Image Source: Everett Collection

What Happened to Don Shirley?

Shirley's career in classical, jazz, and even popular music — he released a Billboard Top 40 Hit, "Water Boy" — included turns on the world's most prestigious stages, including a performance with Duke Ellington, and playing Gershwin at the Metropolitan Opera in New York accompanied by the Alvin Ailey company. Shirley received a doctorate of music, psychology, and liturgical arts, and mastered eight languages (which he spoke fluently, naturally). As for Shirley's sprawling apartment above Carnegie Hall? That actually existed, and was where he resided until his 2013 death at age 86 after complications from heart disease.

Image Source: Everett Collection

What Happened to Tony Lip?

In real life, Lip was a minor-league baseball player and soldier in the Army who eventually became a manager at Copacabana. When he came back from the road trip, a chance run-in with Francis Ford Coppola landed him a bit part in The Godfather, which he used to score acting gigs in other projects. His last onscreen appearances were in HBO's The Sopranos, where he played mobster Carmine Lupertazzi, and the 2008 action flick Stiletto.

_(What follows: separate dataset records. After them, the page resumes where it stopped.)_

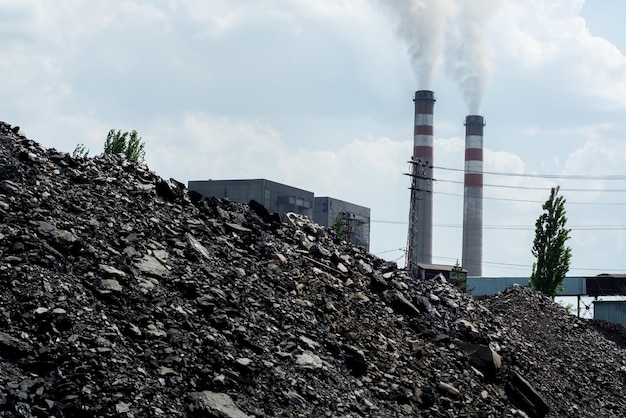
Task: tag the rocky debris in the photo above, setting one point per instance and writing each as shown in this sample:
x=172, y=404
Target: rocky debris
x=123, y=295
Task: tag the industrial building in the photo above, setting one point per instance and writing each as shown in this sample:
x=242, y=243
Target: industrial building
x=420, y=233
x=281, y=198
x=276, y=197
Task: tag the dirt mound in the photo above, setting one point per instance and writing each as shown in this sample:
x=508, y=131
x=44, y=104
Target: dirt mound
x=124, y=295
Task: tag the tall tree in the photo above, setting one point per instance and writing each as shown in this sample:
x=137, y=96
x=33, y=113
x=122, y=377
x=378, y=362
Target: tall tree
x=131, y=146
x=553, y=256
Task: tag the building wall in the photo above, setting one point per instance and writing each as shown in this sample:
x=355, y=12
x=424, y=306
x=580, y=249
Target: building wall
x=358, y=218
x=276, y=197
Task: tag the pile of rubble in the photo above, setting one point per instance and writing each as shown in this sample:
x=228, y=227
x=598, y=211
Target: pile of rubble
x=123, y=294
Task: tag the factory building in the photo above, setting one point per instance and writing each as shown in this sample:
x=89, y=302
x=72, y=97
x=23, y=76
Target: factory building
x=281, y=198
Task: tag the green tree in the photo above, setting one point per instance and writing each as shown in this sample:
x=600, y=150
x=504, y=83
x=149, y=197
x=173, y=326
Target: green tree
x=458, y=277
x=130, y=145
x=80, y=151
x=553, y=256
x=340, y=226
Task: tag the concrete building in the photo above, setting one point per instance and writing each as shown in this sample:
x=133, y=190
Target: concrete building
x=327, y=209
x=276, y=197
x=281, y=198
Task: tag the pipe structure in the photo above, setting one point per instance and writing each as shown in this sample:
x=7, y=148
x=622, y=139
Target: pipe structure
x=421, y=207
x=472, y=257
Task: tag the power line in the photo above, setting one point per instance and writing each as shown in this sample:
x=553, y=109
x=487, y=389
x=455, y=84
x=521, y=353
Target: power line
x=507, y=186
x=541, y=176
x=538, y=201
x=517, y=227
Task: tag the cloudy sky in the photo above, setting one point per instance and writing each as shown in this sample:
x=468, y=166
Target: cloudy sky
x=318, y=95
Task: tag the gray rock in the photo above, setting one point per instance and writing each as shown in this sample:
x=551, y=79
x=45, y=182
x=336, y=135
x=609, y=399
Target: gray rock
x=218, y=405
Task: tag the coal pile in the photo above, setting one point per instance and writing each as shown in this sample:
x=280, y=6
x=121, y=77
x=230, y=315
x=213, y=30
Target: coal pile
x=123, y=295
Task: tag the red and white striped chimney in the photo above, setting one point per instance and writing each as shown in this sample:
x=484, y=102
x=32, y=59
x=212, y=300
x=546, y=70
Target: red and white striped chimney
x=421, y=210
x=472, y=257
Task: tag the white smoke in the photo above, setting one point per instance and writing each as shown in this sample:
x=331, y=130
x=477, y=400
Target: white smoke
x=468, y=54
x=450, y=29
x=422, y=24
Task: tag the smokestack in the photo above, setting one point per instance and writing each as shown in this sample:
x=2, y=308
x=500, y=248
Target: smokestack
x=472, y=257
x=421, y=208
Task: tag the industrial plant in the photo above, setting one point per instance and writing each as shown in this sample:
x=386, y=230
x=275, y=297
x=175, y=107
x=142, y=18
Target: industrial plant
x=282, y=198
x=420, y=234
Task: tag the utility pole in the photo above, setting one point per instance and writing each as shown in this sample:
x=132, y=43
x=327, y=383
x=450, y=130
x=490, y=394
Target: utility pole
x=420, y=218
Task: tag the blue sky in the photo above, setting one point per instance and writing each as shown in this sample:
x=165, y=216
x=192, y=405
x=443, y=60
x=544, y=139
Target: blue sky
x=318, y=95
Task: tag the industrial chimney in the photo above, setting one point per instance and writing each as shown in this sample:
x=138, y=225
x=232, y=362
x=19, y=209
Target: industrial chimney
x=421, y=208
x=472, y=257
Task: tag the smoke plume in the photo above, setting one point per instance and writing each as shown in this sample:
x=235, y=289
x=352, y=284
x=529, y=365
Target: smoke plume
x=422, y=24
x=450, y=30
x=468, y=55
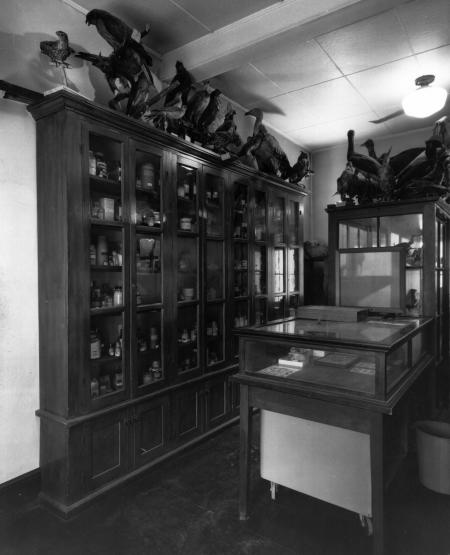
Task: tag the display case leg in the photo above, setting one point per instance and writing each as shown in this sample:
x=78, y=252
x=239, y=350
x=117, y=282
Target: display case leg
x=273, y=490
x=245, y=455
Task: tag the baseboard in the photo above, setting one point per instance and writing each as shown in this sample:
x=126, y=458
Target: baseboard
x=22, y=480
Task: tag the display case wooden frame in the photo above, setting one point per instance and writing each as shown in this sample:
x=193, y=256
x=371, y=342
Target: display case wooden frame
x=90, y=442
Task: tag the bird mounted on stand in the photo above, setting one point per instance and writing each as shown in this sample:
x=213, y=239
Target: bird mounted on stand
x=58, y=51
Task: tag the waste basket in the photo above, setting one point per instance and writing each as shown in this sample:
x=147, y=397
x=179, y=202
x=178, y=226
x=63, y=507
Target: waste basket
x=433, y=449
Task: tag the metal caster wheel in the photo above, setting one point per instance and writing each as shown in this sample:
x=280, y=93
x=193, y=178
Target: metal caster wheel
x=366, y=522
x=273, y=490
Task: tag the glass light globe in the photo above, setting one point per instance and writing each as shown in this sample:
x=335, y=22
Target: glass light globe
x=424, y=101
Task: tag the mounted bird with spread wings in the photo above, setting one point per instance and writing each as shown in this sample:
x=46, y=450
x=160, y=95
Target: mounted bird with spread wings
x=58, y=51
x=127, y=69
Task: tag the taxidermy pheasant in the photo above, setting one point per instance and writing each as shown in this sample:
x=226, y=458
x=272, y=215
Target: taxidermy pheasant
x=58, y=51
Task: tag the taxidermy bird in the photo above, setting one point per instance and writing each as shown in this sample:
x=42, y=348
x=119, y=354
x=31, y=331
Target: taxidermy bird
x=300, y=169
x=163, y=117
x=270, y=156
x=184, y=82
x=58, y=51
x=117, y=33
x=197, y=105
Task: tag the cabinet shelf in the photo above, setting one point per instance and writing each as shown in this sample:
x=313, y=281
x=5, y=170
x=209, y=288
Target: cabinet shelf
x=105, y=360
x=106, y=223
x=107, y=310
x=98, y=268
x=106, y=186
x=149, y=229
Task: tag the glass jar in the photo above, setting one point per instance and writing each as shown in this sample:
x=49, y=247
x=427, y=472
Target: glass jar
x=118, y=296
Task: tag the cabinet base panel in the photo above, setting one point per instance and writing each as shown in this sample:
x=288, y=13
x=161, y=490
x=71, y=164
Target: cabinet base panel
x=68, y=511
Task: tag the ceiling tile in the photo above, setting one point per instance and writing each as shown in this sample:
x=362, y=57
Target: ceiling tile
x=325, y=102
x=427, y=23
x=220, y=13
x=383, y=87
x=368, y=43
x=170, y=27
x=294, y=66
x=332, y=133
x=246, y=85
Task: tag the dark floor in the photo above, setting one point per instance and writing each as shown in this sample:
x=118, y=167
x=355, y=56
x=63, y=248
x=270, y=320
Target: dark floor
x=188, y=506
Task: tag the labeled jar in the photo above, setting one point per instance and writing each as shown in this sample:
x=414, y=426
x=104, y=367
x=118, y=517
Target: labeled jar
x=101, y=167
x=118, y=296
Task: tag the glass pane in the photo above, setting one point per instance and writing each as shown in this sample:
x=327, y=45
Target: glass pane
x=148, y=269
x=402, y=229
x=293, y=270
x=187, y=199
x=148, y=190
x=371, y=279
x=150, y=367
x=260, y=273
x=358, y=234
x=350, y=370
x=240, y=211
x=187, y=265
x=187, y=334
x=293, y=231
x=214, y=270
x=278, y=220
x=240, y=270
x=413, y=303
x=396, y=365
x=215, y=188
x=260, y=310
x=278, y=307
x=278, y=271
x=260, y=216
x=214, y=334
x=106, y=351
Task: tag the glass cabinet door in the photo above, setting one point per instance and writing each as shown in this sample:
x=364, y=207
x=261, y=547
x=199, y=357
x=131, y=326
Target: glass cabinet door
x=214, y=322
x=187, y=278
x=294, y=240
x=240, y=250
x=109, y=287
x=148, y=239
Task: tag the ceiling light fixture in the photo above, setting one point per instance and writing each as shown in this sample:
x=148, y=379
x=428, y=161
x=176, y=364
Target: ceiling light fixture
x=425, y=100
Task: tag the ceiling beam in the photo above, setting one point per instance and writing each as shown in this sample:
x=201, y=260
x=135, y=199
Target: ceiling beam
x=230, y=47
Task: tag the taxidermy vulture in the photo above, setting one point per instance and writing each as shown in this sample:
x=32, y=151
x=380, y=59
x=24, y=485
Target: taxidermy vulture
x=270, y=156
x=127, y=69
x=58, y=51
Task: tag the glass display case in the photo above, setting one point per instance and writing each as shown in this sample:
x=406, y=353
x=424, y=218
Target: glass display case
x=368, y=358
x=413, y=281
x=108, y=284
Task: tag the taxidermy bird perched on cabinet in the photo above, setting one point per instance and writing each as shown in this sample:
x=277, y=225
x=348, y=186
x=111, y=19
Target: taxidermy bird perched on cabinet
x=270, y=156
x=58, y=51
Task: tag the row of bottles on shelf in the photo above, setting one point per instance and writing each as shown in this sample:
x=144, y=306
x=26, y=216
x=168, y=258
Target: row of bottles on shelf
x=148, y=341
x=152, y=374
x=186, y=190
x=106, y=208
x=105, y=253
x=104, y=384
x=101, y=348
x=101, y=167
x=105, y=295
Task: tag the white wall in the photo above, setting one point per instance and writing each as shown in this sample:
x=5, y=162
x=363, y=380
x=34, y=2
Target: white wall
x=19, y=363
x=329, y=163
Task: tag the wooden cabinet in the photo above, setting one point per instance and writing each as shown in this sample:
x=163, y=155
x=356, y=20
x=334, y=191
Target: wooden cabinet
x=151, y=253
x=403, y=248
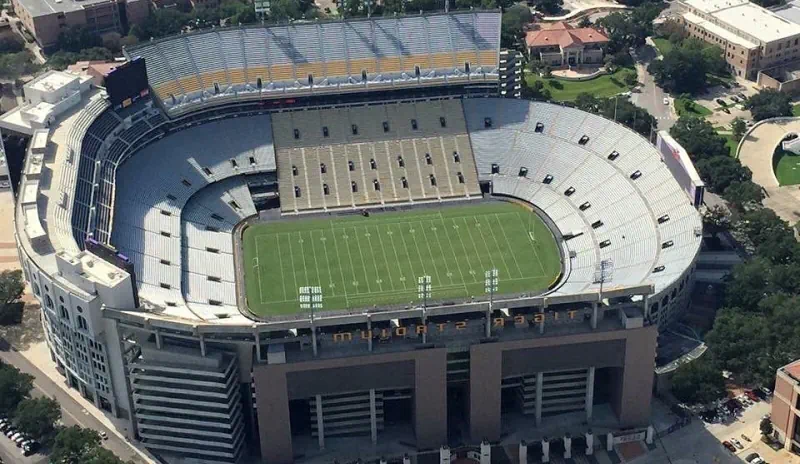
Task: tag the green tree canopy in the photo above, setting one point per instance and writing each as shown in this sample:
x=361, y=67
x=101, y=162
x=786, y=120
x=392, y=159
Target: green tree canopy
x=37, y=416
x=698, y=382
x=15, y=386
x=73, y=445
x=769, y=103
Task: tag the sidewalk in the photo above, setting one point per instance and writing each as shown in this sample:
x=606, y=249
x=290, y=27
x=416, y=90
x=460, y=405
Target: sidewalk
x=39, y=355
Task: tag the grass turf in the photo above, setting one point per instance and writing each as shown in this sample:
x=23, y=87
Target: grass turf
x=787, y=167
x=601, y=87
x=364, y=261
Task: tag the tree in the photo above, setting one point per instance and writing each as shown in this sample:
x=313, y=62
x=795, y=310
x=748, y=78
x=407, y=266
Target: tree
x=699, y=138
x=765, y=426
x=15, y=386
x=514, y=20
x=73, y=445
x=744, y=195
x=769, y=103
x=698, y=382
x=11, y=287
x=719, y=172
x=738, y=127
x=37, y=416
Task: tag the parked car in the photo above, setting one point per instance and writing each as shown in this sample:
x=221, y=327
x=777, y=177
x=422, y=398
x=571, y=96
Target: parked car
x=754, y=458
x=729, y=446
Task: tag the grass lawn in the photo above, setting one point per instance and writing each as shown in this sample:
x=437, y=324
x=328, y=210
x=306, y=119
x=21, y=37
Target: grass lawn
x=663, y=45
x=697, y=109
x=363, y=261
x=787, y=167
x=601, y=87
x=731, y=143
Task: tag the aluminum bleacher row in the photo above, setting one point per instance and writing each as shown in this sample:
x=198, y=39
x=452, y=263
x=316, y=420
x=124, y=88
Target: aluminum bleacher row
x=334, y=56
x=176, y=206
x=624, y=207
x=373, y=155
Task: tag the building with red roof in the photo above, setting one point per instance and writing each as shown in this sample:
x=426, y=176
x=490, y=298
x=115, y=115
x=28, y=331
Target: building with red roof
x=560, y=44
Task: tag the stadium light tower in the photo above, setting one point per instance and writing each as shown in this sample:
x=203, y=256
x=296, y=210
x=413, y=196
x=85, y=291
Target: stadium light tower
x=311, y=300
x=423, y=293
x=490, y=285
x=603, y=273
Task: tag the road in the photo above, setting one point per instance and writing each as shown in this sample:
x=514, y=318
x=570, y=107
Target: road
x=651, y=96
x=72, y=412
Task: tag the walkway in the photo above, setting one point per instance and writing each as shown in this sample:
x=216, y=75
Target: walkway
x=755, y=152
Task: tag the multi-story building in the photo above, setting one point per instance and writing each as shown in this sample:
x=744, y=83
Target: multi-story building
x=160, y=334
x=46, y=19
x=560, y=44
x=785, y=414
x=751, y=37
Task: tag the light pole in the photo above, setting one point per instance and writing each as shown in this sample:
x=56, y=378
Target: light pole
x=490, y=285
x=423, y=293
x=311, y=299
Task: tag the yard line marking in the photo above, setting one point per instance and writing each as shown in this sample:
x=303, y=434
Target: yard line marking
x=374, y=261
x=533, y=245
x=291, y=253
x=280, y=265
x=475, y=247
x=408, y=260
x=463, y=248
x=316, y=263
x=480, y=231
x=430, y=254
x=303, y=255
x=364, y=263
x=258, y=276
x=452, y=250
x=339, y=259
x=386, y=260
x=396, y=257
x=433, y=229
x=510, y=249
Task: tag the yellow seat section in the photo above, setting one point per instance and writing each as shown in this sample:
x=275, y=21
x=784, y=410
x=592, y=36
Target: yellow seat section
x=390, y=65
x=210, y=78
x=336, y=68
x=442, y=60
x=358, y=65
x=304, y=69
x=237, y=76
x=281, y=72
x=190, y=84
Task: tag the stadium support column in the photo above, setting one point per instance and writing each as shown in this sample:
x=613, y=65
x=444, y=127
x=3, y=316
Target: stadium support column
x=539, y=393
x=373, y=417
x=589, y=393
x=320, y=422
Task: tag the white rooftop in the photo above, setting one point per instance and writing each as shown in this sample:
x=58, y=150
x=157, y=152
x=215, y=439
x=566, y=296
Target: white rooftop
x=52, y=80
x=719, y=31
x=749, y=18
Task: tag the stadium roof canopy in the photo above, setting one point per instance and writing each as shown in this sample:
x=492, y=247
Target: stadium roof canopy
x=256, y=62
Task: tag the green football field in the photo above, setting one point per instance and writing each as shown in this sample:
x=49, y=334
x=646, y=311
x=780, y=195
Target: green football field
x=363, y=261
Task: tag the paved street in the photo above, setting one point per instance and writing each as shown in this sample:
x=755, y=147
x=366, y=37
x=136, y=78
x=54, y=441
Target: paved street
x=651, y=97
x=73, y=413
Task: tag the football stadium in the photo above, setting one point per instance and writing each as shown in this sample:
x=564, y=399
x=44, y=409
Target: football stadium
x=347, y=240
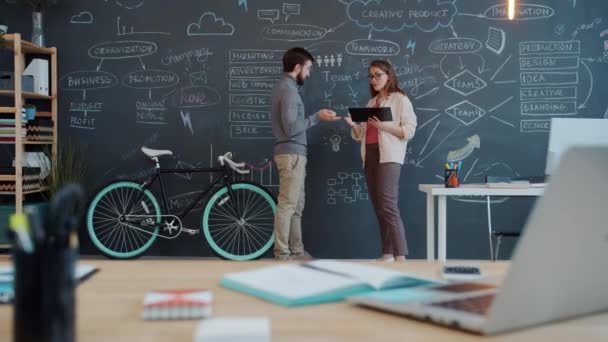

Lip's son, Nick Vallelonga (pictured above with his father), revealed at the Toronto International Film Festival that Lip and Shirley continued to travel together after they returned. "They went on for another year together and went to Canada too," he said. "My father's a character, you can't make him up, everything in there you saw was true. A lot of the words were right from his mouth when he was telling the story from when I taped him, a lot of the dialogue was right from there."

Lip and his wife Dolores moved from the city to Paramus, New Jersey, where Dolores died in 1999. He followed in 2013 at age 82, and is survived by Nick, as well as his other son Frank Vallelonga Jr., brother Rudy Vallelonga, and his one grandson.